Nous privilégions une combinaison d’allocation entre une partie plus défensive du portefeuille, essentiellement logée dans notre thématique du vieillissement, et une partie plus dynamique, qui devrait continuer à nous apporter des perspectives de croissance des bénéfices et que nous retrouvons dans nos thématiques de la nouvelle technologie (New Tech), de la Nouvelle Finance (New Finance) ou de la cybersécurité. Les énergies renouvelables constituent toujours une part non négligeable de nos positions, et profitent actuellement du déblocage du dossier climatique aux États-Unis.

Obligations

Nous restons légèrement surpondérés en obligations, à 51,5 % pour le profil neutre. Au sein du portefeuille obligataire, nous conservons notre allocation relativement importante en obligations d’État de qualité (noyau dur européen, bons du trésor américains) et notre sous-pondération en obligations d’entreprises qui sont plus vulnérables en cas de récession économique.  

Au sein des obligations d’État, nous avons augmenté la part des obligations liées à l’inflation, tant aux États-Unis qu’en Europe, jusqu’à 25 % du total de la poche allouée dans ces deux régions. Comme nous l’avons évoqué plus haut, les anticipations d’inflation qui sont actuellement intégrées dans les cours de ces obligations nous semblent un peu trop faibles. 

Nous estimons en effet que l’inflation pourrait se révéler plus résistante qu’anticipé dans les mois ou même les années à venir.

Devises

Nous gardons toujours un portefeuille très diversifié en termes d'exposition aux devises.

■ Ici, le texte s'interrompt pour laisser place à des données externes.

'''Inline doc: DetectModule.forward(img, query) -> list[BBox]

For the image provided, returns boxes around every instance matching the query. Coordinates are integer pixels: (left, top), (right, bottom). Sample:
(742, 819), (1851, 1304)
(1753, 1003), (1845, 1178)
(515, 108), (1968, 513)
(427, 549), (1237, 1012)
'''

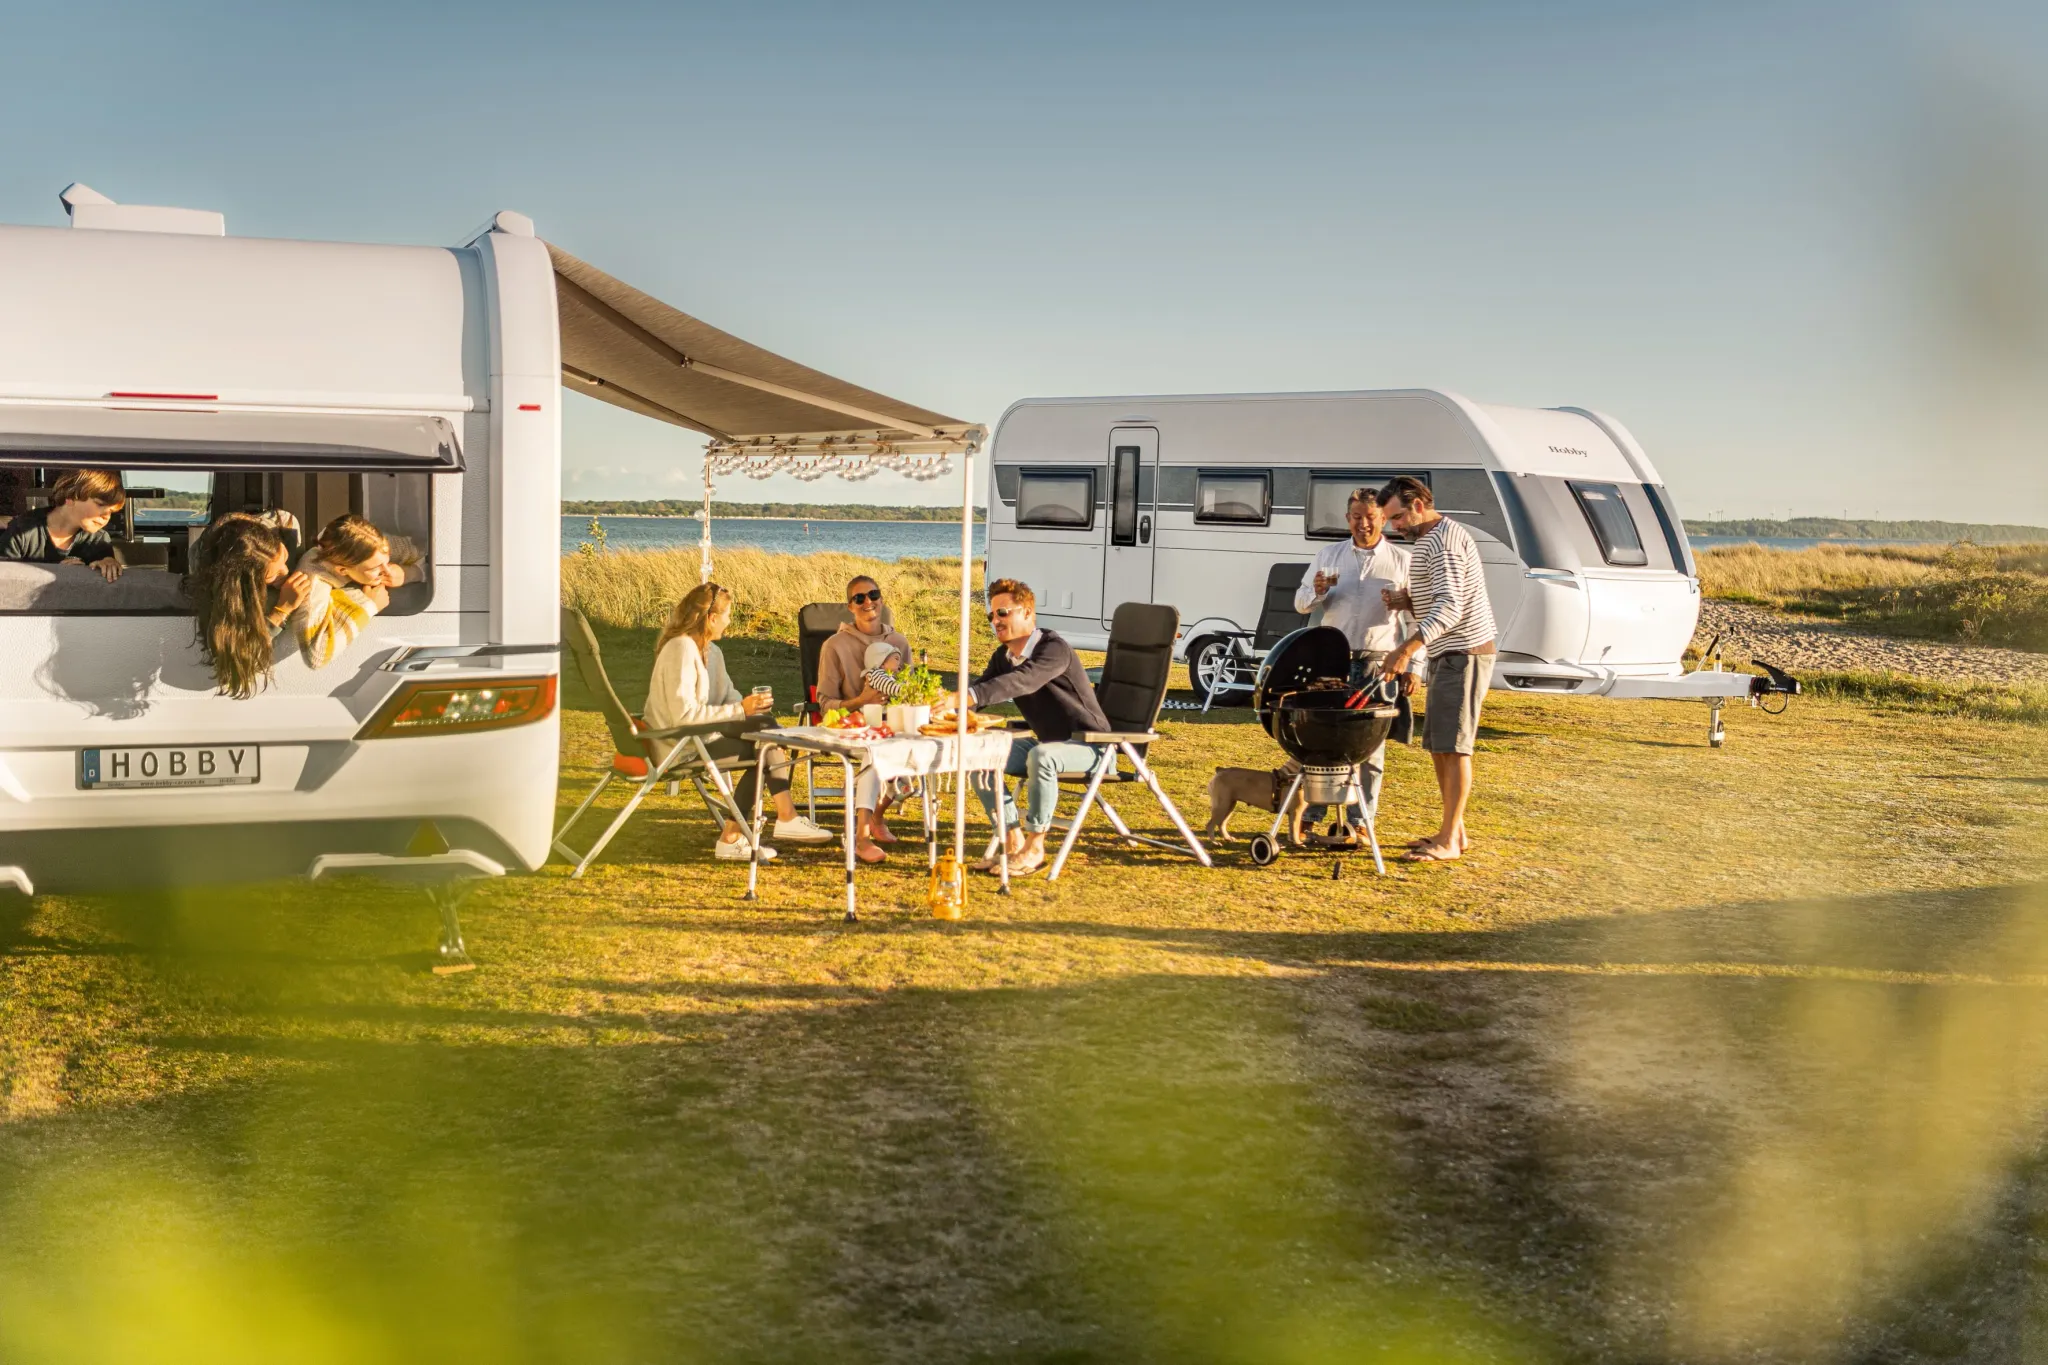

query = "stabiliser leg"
(427, 883), (476, 976)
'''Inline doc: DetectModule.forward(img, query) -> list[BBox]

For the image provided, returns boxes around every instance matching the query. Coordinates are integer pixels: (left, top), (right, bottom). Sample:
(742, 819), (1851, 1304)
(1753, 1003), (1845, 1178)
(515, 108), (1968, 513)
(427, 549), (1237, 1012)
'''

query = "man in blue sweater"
(967, 577), (1111, 876)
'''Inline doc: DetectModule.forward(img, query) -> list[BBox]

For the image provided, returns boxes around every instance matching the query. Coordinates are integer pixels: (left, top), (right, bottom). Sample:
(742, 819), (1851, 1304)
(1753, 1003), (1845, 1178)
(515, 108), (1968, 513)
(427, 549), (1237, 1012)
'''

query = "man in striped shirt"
(1377, 476), (1496, 862)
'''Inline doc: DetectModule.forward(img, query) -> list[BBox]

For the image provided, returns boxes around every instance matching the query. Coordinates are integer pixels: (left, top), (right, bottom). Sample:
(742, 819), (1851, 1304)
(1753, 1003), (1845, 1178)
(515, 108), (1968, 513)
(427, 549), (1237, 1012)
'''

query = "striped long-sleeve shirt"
(291, 536), (424, 670)
(1408, 517), (1496, 653)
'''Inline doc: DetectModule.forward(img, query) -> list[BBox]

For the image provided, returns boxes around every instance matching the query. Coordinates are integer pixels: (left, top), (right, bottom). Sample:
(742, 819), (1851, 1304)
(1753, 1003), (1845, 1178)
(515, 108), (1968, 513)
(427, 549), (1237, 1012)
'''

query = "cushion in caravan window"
(0, 560), (189, 614)
(0, 406), (462, 470)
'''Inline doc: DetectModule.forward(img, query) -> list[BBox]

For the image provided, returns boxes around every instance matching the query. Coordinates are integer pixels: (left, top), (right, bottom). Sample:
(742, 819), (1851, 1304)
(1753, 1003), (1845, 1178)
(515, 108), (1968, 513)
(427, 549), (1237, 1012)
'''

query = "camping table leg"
(839, 753), (859, 922)
(745, 744), (768, 900)
(994, 768), (1011, 894)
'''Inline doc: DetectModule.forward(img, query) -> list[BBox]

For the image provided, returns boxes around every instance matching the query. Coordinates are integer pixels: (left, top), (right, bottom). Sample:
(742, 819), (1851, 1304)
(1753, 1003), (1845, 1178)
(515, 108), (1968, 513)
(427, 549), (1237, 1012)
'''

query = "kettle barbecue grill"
(1248, 625), (1402, 873)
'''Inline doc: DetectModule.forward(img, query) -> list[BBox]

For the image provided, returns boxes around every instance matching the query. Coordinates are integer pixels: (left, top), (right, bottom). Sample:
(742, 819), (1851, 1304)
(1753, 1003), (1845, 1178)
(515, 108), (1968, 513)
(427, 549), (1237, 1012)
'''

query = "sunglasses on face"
(988, 606), (1021, 621)
(848, 589), (883, 605)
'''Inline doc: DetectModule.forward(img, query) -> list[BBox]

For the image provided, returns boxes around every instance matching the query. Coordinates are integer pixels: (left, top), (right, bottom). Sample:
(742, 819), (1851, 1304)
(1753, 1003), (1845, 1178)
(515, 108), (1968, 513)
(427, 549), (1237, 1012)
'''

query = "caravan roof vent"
(60, 182), (225, 237)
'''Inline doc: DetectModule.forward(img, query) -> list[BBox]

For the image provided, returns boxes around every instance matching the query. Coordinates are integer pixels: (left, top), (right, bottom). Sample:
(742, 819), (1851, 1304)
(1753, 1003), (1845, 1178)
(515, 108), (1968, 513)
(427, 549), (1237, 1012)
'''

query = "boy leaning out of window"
(291, 513), (424, 669)
(0, 467), (127, 581)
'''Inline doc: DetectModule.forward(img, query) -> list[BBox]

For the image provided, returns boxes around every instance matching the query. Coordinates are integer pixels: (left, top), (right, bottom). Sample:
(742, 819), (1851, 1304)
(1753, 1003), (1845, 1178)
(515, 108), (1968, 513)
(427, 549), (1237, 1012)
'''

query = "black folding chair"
(551, 606), (762, 878)
(1022, 602), (1213, 881)
(1189, 562), (1313, 710)
(795, 602), (856, 822)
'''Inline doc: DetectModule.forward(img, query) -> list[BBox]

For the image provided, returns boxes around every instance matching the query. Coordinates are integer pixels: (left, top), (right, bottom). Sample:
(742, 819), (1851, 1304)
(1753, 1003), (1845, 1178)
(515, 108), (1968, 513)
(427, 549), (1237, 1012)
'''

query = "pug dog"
(1204, 759), (1306, 844)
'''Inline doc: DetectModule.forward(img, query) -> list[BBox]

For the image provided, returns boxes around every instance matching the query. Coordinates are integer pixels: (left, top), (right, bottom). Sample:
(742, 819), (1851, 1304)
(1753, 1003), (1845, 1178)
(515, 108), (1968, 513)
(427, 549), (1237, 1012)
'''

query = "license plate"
(77, 745), (261, 790)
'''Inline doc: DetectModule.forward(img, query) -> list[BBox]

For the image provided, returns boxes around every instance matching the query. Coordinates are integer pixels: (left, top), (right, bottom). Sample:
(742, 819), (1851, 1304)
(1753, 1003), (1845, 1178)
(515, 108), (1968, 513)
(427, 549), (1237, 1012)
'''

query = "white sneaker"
(715, 837), (775, 861)
(773, 816), (834, 844)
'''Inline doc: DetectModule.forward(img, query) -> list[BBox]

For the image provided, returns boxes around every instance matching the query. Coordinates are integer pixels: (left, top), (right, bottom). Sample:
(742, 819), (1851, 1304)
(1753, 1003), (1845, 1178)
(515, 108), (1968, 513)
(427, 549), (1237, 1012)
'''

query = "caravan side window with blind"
(1304, 471), (1433, 539)
(1568, 481), (1649, 566)
(1015, 469), (1096, 530)
(1194, 471), (1270, 526)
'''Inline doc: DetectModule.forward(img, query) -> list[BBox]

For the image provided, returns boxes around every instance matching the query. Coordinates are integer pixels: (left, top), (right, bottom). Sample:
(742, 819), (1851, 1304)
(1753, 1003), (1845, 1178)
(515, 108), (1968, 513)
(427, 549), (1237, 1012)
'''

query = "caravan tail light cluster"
(357, 675), (557, 739)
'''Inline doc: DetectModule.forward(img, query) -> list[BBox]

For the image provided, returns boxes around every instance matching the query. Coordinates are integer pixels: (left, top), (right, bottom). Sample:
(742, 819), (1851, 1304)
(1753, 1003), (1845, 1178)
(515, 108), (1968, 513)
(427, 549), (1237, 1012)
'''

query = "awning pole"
(699, 451), (715, 584)
(955, 443), (973, 886)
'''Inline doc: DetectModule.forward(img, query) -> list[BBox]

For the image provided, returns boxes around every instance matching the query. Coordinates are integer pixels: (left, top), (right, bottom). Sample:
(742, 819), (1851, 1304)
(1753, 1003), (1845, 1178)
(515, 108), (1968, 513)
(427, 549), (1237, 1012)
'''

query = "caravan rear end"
(0, 204), (561, 892)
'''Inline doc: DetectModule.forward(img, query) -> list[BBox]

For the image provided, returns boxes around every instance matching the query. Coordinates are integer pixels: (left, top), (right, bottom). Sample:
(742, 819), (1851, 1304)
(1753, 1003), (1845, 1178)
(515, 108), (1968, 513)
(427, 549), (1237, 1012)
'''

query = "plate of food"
(920, 710), (1003, 736)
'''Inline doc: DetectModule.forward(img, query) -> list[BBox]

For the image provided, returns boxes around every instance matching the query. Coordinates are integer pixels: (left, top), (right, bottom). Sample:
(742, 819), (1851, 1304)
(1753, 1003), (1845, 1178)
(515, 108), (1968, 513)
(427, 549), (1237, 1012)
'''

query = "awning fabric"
(550, 244), (977, 452)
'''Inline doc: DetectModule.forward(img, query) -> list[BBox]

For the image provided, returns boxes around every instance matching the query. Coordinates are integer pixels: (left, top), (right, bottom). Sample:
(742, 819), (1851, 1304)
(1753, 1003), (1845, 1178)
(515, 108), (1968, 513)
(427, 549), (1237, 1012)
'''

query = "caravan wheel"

Malgré son niveau déjà faible, l’euro pourrait en effet continuer de pâtir de la proximité du conflit russo-ukrainien et de la force des prix de l’énergie, en particulier du gaz. Notre allocation relativement importante en dollars américains se justifie également par son statut de valeur refuge dans des temps incertains.

 

Conclusion

Les nombreuses incertitudes qui continuent à peser sur l’économie mondiale (tensions géopolitiques, risque de récession, pressions inflationnistes…) justifient toujours une approche prudente au sein des portefeuille. Elle se matérialise à la fois par notre sous-pondération en actions et par un portefeuille obligataire orienté vers les segments les plus défensifs du marché. Nous conservons cependant notre exposition vers les secteurs les plus dynamiques du marché d’actions, où se loge encore un potentiel de croissance. Nous sommes toutefois très attentif à la qualité dans notre sélection.

Plutôt que de rechercher un timing parfait du marché, qui est un exercice éminemment aléatoire, il nous paraît bien plus important de nous concentrer sur une saine diversification et une gestion efficace du risque au sein des portefeuilles. C’est ce que nous nous attelons à réaliser avec soin dans l’intérêt de nos clients.